Tais investimentos visam, também, adequar a estrutura para a entrada de novos participantes. A fundação prevê lançar seu plano família em 2024, com ingresso de público diferenciado e exigente. A meta é atingir cinco mil clientes com os produtos futuros. Além do atendimento, Pinto enfatiza que as ferramentas de IA serão utilizadas em análise de investimentos e em leitura de dados e informações. “Hoje, a avaliação de investimentos demora algum tempo, com a inteligência artificial essas atividades de análise poderão ser substituídas em até 40%. Em fundos de participações (FIPs) será bastante usado, principalmente em novos ativos”, diz Pinto.
Embora ainda tímido no setor, é um movimento sem volta. A Previc está selecionando empresas para desenvolver sistemas com tecnologia de inteligência artificial. Os investimentos disponíveis podem chegar R$ 6,5 milhões. Com isso, será possível identificar operações atípicas em fundos de pensão. Apesar da revolução que está por vir, uma coisa é certa: Sempre haverá necessidade de supervisão humana.
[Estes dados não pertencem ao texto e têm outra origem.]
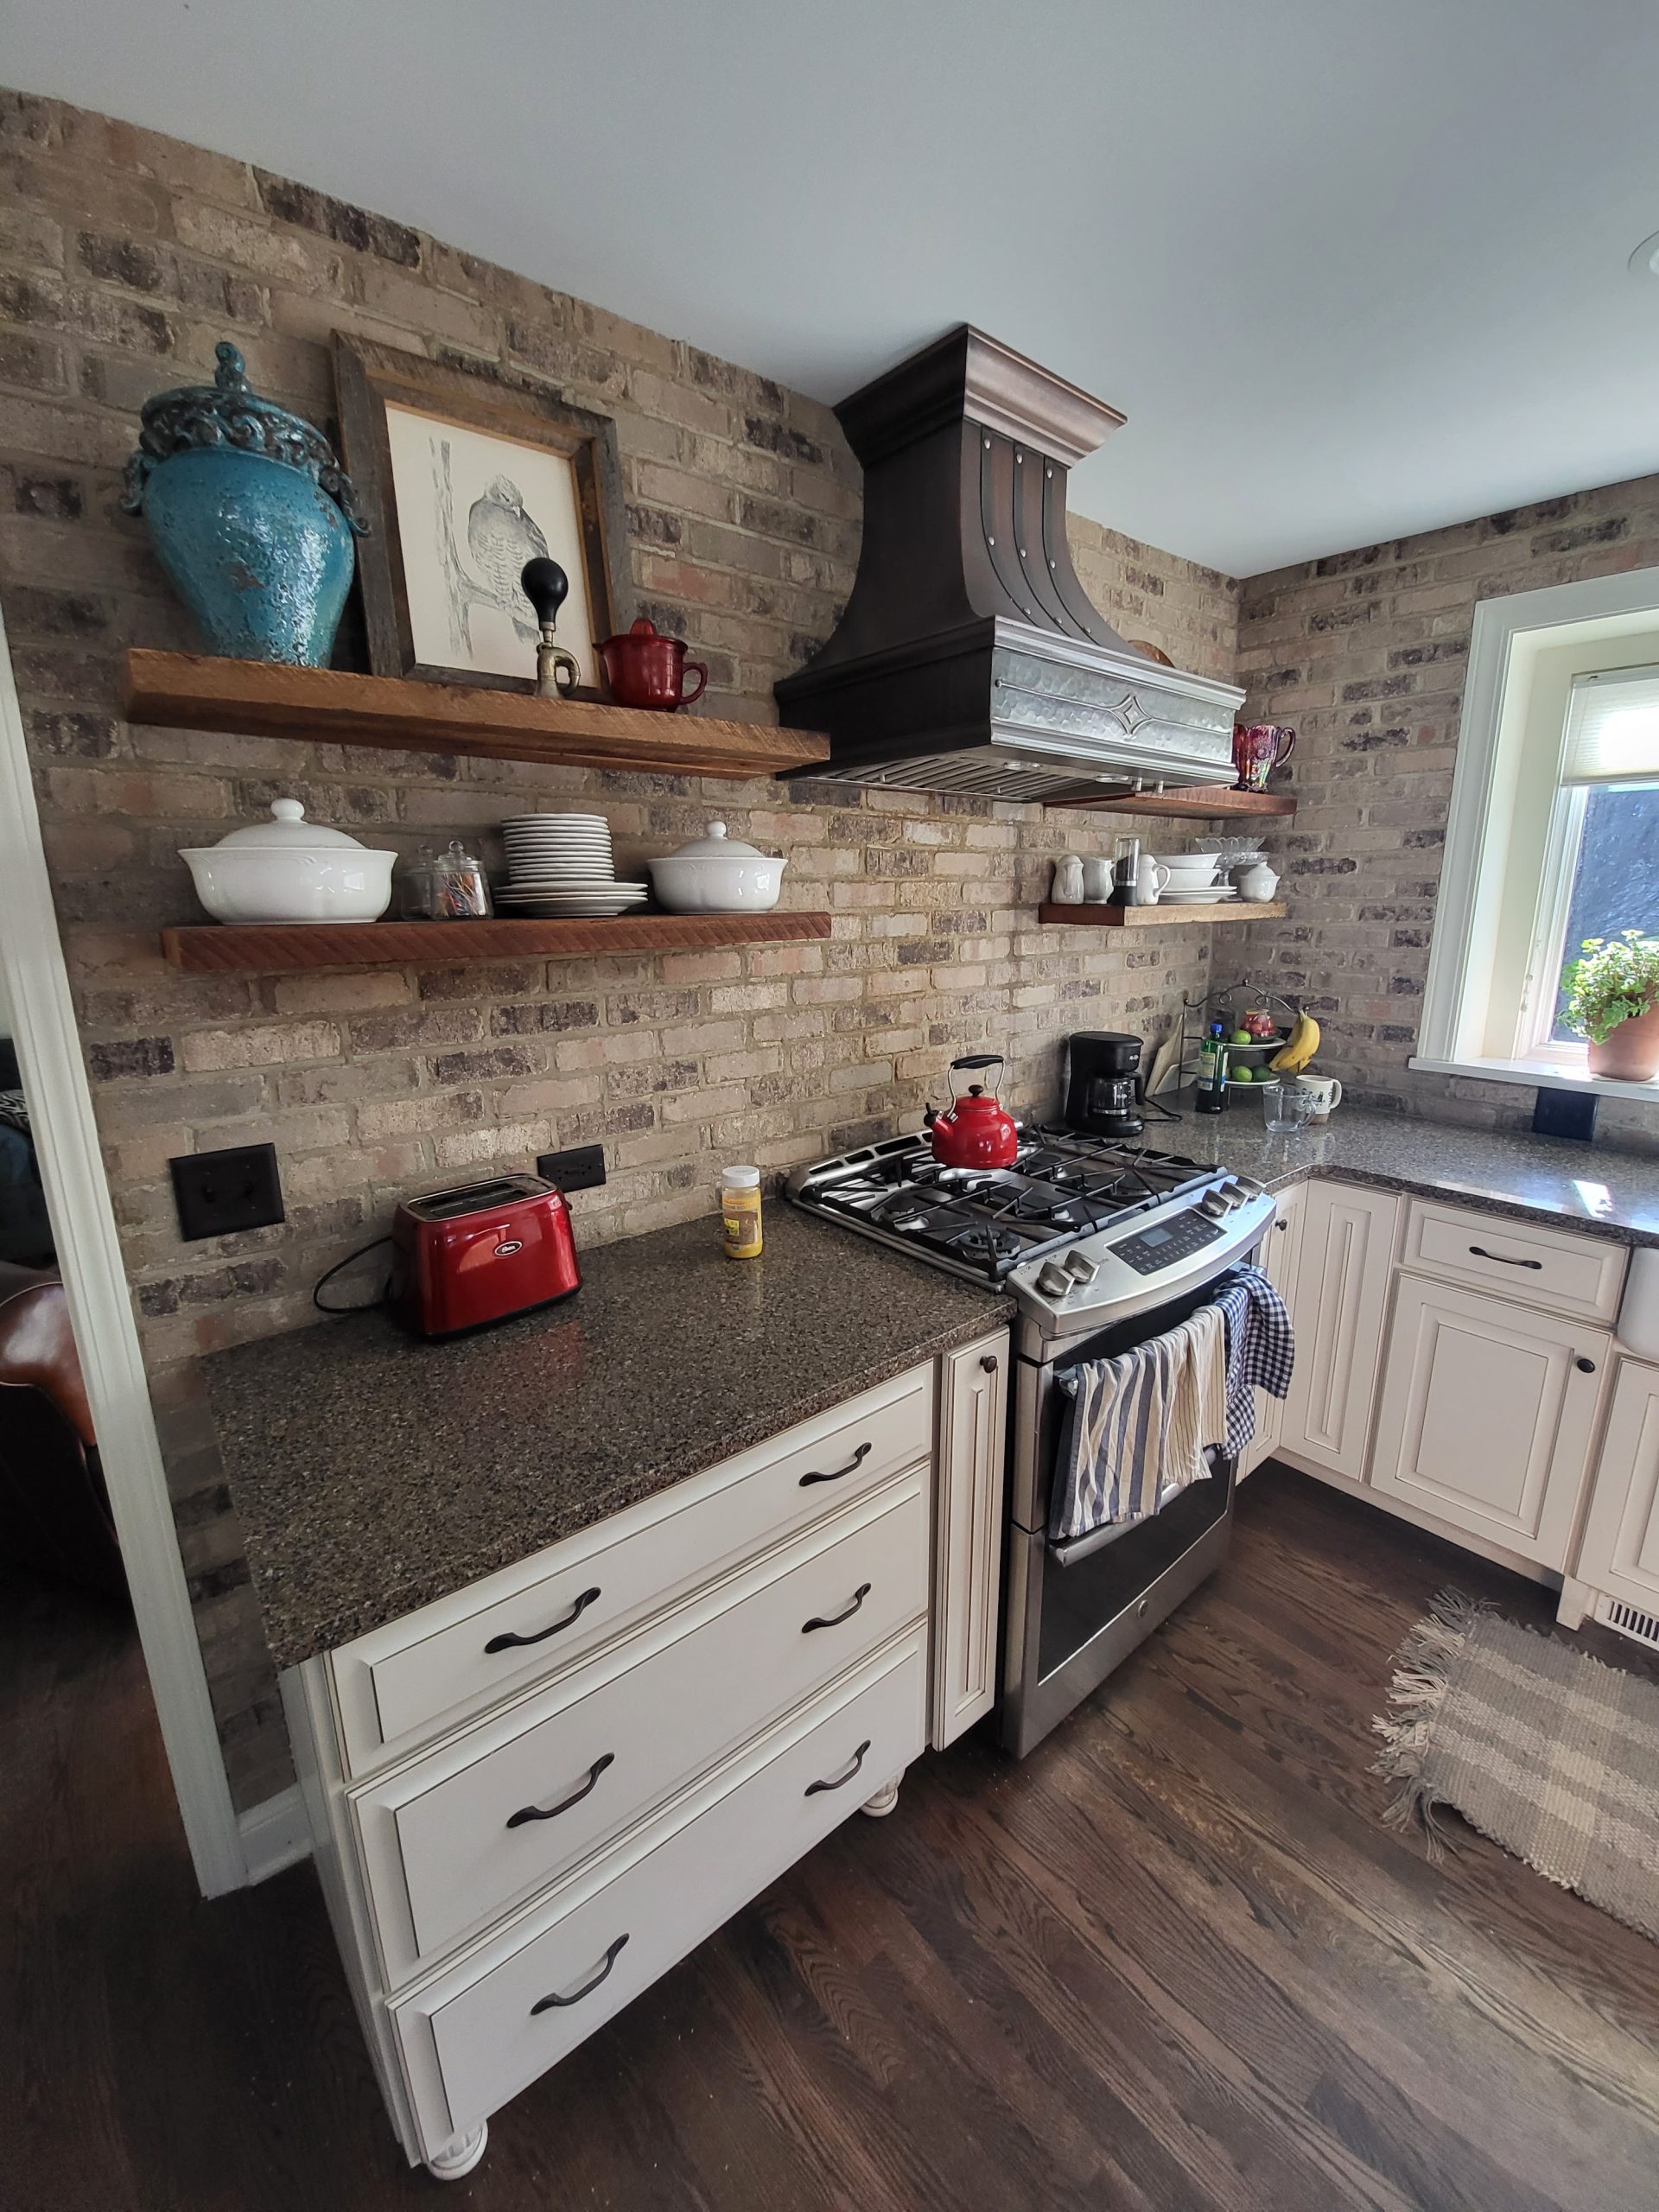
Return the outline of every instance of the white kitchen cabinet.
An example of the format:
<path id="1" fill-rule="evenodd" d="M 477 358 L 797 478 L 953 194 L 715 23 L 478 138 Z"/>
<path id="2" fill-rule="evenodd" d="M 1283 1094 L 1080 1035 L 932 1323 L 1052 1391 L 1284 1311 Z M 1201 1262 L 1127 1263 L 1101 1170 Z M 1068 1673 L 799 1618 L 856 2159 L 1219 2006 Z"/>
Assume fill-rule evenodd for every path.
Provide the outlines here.
<path id="1" fill-rule="evenodd" d="M 1351 1183 L 1305 1192 L 1294 1240 L 1296 1370 L 1279 1442 L 1293 1461 L 1363 1482 L 1402 1202 Z"/>
<path id="2" fill-rule="evenodd" d="M 954 1743 L 996 1701 L 1008 1332 L 939 1362 L 931 1740 Z"/>
<path id="3" fill-rule="evenodd" d="M 1273 1226 L 1262 1239 L 1262 1270 L 1290 1308 L 1292 1325 L 1296 1313 L 1296 1263 L 1302 1231 L 1302 1200 L 1306 1184 L 1294 1183 L 1279 1193 Z M 1285 1400 L 1266 1390 L 1255 1393 L 1255 1434 L 1239 1462 L 1238 1479 L 1272 1459 L 1284 1433 Z"/>
<path id="4" fill-rule="evenodd" d="M 1372 1489 L 1564 1568 L 1610 1349 L 1587 1322 L 1402 1274 Z"/>
<path id="5" fill-rule="evenodd" d="M 1659 1614 L 1659 1367 L 1622 1359 L 1573 1569 L 1580 1582 Z"/>
<path id="6" fill-rule="evenodd" d="M 411 2162 L 470 2171 L 504 2100 L 989 1707 L 1007 1370 L 997 1329 L 284 1674 Z"/>

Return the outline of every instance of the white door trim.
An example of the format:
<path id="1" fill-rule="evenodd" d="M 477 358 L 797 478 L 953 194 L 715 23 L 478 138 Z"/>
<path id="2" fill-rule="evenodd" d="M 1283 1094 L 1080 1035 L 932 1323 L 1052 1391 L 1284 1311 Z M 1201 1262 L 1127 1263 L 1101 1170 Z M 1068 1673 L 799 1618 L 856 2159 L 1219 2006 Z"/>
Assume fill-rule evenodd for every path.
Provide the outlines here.
<path id="1" fill-rule="evenodd" d="M 0 618 L 0 976 L 162 1740 L 202 1893 L 248 1878 L 190 1614 Z"/>

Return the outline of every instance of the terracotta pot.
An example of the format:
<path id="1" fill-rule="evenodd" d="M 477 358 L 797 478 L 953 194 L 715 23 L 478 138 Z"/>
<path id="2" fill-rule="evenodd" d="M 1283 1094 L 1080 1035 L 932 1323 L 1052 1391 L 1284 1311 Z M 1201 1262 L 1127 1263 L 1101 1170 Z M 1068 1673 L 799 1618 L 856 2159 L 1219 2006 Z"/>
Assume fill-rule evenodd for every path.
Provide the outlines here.
<path id="1" fill-rule="evenodd" d="M 1651 1083 L 1659 1075 L 1659 1006 L 1621 1021 L 1599 1045 L 1592 1041 L 1590 1072 L 1617 1076 L 1621 1083 Z"/>

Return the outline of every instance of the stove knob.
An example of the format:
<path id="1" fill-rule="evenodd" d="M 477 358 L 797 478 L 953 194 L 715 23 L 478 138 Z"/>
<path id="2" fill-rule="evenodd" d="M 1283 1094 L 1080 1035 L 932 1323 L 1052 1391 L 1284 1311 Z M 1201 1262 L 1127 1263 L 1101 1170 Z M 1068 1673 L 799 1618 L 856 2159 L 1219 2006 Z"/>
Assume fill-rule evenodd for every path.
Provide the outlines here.
<path id="1" fill-rule="evenodd" d="M 1045 1298 L 1065 1298 L 1071 1290 L 1071 1278 L 1057 1260 L 1046 1260 L 1037 1278 L 1037 1287 Z"/>
<path id="2" fill-rule="evenodd" d="M 1079 1283 L 1093 1282 L 1100 1273 L 1094 1262 L 1083 1252 L 1068 1252 L 1062 1264 L 1067 1274 L 1075 1276 Z"/>
<path id="3" fill-rule="evenodd" d="M 1211 1221 L 1220 1221 L 1228 1211 L 1227 1201 L 1219 1191 L 1206 1191 L 1198 1200 L 1198 1211 L 1207 1213 Z"/>
<path id="4" fill-rule="evenodd" d="M 1250 1194 L 1236 1176 L 1230 1175 L 1221 1186 L 1221 1195 L 1230 1206 L 1242 1206 Z"/>

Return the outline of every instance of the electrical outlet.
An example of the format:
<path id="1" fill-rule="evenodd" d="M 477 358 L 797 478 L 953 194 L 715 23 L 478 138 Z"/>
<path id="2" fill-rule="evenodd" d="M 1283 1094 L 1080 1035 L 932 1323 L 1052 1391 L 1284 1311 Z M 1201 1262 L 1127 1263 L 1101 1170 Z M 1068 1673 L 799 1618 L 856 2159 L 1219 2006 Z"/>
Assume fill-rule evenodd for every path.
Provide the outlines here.
<path id="1" fill-rule="evenodd" d="M 234 1236 L 284 1218 L 274 1144 L 233 1145 L 169 1160 L 173 1199 L 187 1244 L 203 1236 Z"/>
<path id="2" fill-rule="evenodd" d="M 569 1152 L 544 1152 L 537 1160 L 536 1173 L 562 1191 L 596 1191 L 605 1180 L 605 1147 L 577 1144 Z"/>

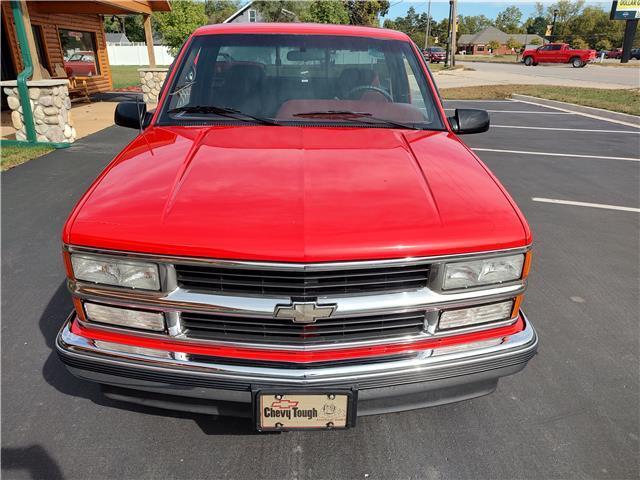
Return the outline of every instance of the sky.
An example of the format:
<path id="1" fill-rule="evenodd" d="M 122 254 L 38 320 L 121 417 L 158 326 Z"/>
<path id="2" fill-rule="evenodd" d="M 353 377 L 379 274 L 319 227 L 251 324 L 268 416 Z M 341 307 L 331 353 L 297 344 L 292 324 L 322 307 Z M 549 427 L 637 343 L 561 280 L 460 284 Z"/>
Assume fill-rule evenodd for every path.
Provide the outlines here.
<path id="1" fill-rule="evenodd" d="M 398 1 L 390 0 L 391 8 L 385 18 L 395 19 L 396 17 L 404 17 L 409 7 L 415 8 L 418 14 L 427 11 L 427 0 L 415 1 Z M 459 0 L 459 15 L 485 15 L 488 18 L 495 18 L 498 12 L 504 10 L 510 5 L 517 6 L 522 10 L 522 20 L 528 18 L 534 12 L 535 1 L 510 0 L 508 2 L 485 2 L 480 0 Z M 542 3 L 554 3 L 552 1 L 542 1 Z M 587 1 L 585 5 L 600 6 L 606 11 L 611 9 L 611 2 Z M 434 20 L 440 21 L 449 17 L 449 1 L 448 0 L 432 0 L 431 16 Z"/>

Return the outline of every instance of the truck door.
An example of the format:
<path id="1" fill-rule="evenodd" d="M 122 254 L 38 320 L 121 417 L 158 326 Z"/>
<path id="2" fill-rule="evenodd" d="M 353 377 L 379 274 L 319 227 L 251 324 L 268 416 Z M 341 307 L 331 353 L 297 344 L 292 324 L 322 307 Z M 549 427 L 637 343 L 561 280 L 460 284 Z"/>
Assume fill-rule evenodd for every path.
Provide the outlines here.
<path id="1" fill-rule="evenodd" d="M 569 59 L 565 59 L 564 49 L 567 48 L 567 45 L 549 45 L 549 61 L 553 63 L 564 63 L 569 61 Z"/>
<path id="2" fill-rule="evenodd" d="M 538 49 L 538 62 L 546 63 L 551 62 L 551 45 L 545 45 L 544 47 L 540 47 Z"/>

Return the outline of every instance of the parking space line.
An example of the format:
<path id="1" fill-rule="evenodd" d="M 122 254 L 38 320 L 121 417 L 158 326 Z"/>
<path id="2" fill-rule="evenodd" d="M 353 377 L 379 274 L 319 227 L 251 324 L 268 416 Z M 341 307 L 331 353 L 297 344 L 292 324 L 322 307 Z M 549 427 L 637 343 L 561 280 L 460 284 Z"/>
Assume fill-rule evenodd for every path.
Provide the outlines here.
<path id="1" fill-rule="evenodd" d="M 597 160 L 625 160 L 628 162 L 640 162 L 640 158 L 603 157 L 601 155 L 580 155 L 577 153 L 527 152 L 524 150 L 499 150 L 496 148 L 472 148 L 472 150 L 474 152 L 515 153 L 517 155 L 539 155 L 542 157 L 575 157 L 575 158 L 591 158 L 591 159 L 597 159 Z"/>
<path id="2" fill-rule="evenodd" d="M 542 202 L 542 203 L 556 203 L 556 204 L 560 204 L 560 205 L 573 205 L 575 207 L 602 208 L 602 209 L 605 209 L 605 210 L 620 210 L 620 211 L 623 211 L 623 212 L 640 213 L 640 208 L 621 207 L 619 205 L 607 205 L 605 203 L 574 202 L 572 200 L 559 200 L 557 198 L 541 198 L 541 197 L 533 197 L 531 200 L 533 200 L 534 202 Z"/>
<path id="3" fill-rule="evenodd" d="M 640 135 L 640 130 L 597 130 L 591 128 L 557 128 L 557 127 L 525 127 L 522 125 L 491 125 L 491 128 L 522 128 L 525 130 L 553 130 L 562 132 L 588 132 L 588 133 L 630 133 L 632 135 Z"/>
<path id="4" fill-rule="evenodd" d="M 445 111 L 453 112 L 455 108 L 445 108 Z M 575 115 L 573 112 L 532 112 L 530 110 L 485 110 L 489 113 L 526 113 L 534 115 Z"/>
<path id="5" fill-rule="evenodd" d="M 580 115 L 582 117 L 587 117 L 587 118 L 594 118 L 596 120 L 603 120 L 605 122 L 610 122 L 610 123 L 617 123 L 619 125 L 626 125 L 628 127 L 634 127 L 634 128 L 640 128 L 640 126 L 636 125 L 635 123 L 630 123 L 630 122 L 623 122 L 622 120 L 615 120 L 613 118 L 607 118 L 607 117 L 601 117 L 599 115 L 592 115 L 590 113 L 584 113 L 584 112 L 576 112 L 576 111 L 572 111 L 572 110 L 567 110 L 566 108 L 560 108 L 560 107 L 553 107 L 551 105 L 543 105 L 541 103 L 535 103 L 535 102 L 528 102 L 526 100 L 520 100 L 520 99 L 513 99 L 514 102 L 518 102 L 518 103 L 524 103 L 526 105 L 534 105 L 536 107 L 544 107 L 544 108 L 550 108 L 552 110 L 558 110 L 559 112 L 565 112 L 565 113 L 570 113 L 572 115 Z M 593 108 L 593 107 L 591 107 Z M 602 108 L 599 108 L 598 110 L 603 110 Z M 616 112 L 618 113 L 618 112 Z M 628 113 L 623 113 L 623 115 L 627 115 L 629 117 L 633 117 L 633 115 L 630 115 Z"/>
<path id="6" fill-rule="evenodd" d="M 444 100 L 444 103 L 453 102 L 479 102 L 479 103 L 513 103 L 513 100 Z"/>

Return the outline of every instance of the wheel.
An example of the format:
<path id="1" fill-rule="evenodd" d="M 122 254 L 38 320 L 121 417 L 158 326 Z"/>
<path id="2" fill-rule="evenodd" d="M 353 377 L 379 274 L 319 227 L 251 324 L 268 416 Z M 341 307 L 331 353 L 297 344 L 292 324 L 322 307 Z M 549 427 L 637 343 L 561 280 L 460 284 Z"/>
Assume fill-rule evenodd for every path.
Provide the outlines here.
<path id="1" fill-rule="evenodd" d="M 531 65 L 533 65 L 533 57 L 524 57 L 524 64 L 527 67 L 530 67 Z"/>
<path id="2" fill-rule="evenodd" d="M 573 57 L 570 62 L 573 68 L 582 68 L 585 65 L 580 57 Z"/>

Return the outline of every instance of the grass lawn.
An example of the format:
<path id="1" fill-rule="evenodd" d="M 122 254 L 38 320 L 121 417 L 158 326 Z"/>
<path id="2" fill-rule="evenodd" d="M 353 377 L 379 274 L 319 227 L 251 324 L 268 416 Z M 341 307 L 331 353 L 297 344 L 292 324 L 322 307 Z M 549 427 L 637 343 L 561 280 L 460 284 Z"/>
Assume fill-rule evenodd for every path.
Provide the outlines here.
<path id="1" fill-rule="evenodd" d="M 0 167 L 2 171 L 28 162 L 53 150 L 51 147 L 2 147 L 0 151 Z"/>
<path id="2" fill-rule="evenodd" d="M 500 99 L 513 93 L 604 108 L 614 112 L 640 115 L 640 90 L 605 90 L 600 88 L 559 87 L 555 85 L 491 85 L 483 87 L 444 88 L 447 100 Z"/>
<path id="3" fill-rule="evenodd" d="M 113 88 L 135 87 L 140 85 L 138 69 L 144 65 L 111 65 Z M 165 65 L 158 65 L 158 68 Z"/>

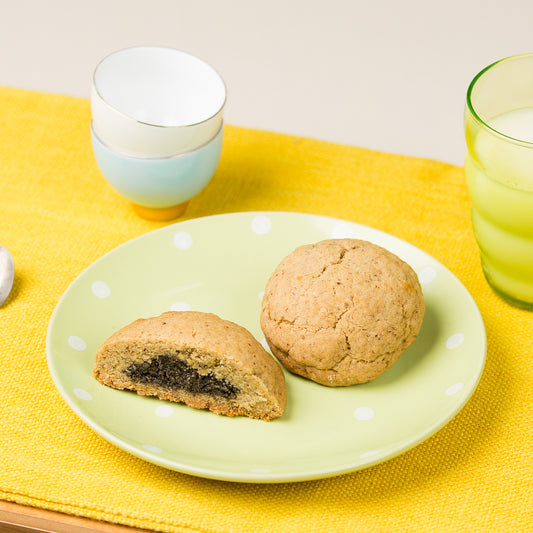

Relatório global da Mercer, de 2023, chama atenção para o fato de que o uso de IA não deixa as fundações imune a riscos. O texto ressalta a relevância de forte governança no desenvolvimento destes sistemas a fim de que os planos de pensões mantenham a confiança dos seus membros a longo prazo.
Sem o olhar humano, os riscos são consideráveis. Stuart Russell, professor de ciência da computação na Universidade da Califórnia, em Berkeley, e um dos maiores pensadores da atualidade sobre inteligência artificial, cita exemplo clássico da ameaça da IA sem supervisão. Segundo um de seus exemplos, um robô-babá que esteja cuidando das crianças na ausência dos pais recebe ordem dos donos da casa para preparar uma comida. Abre a geladeira e não vê nada. Calcula o valor nutricional do gato da casa, verifica que é adequado, e a família terá um felino assado no jantar.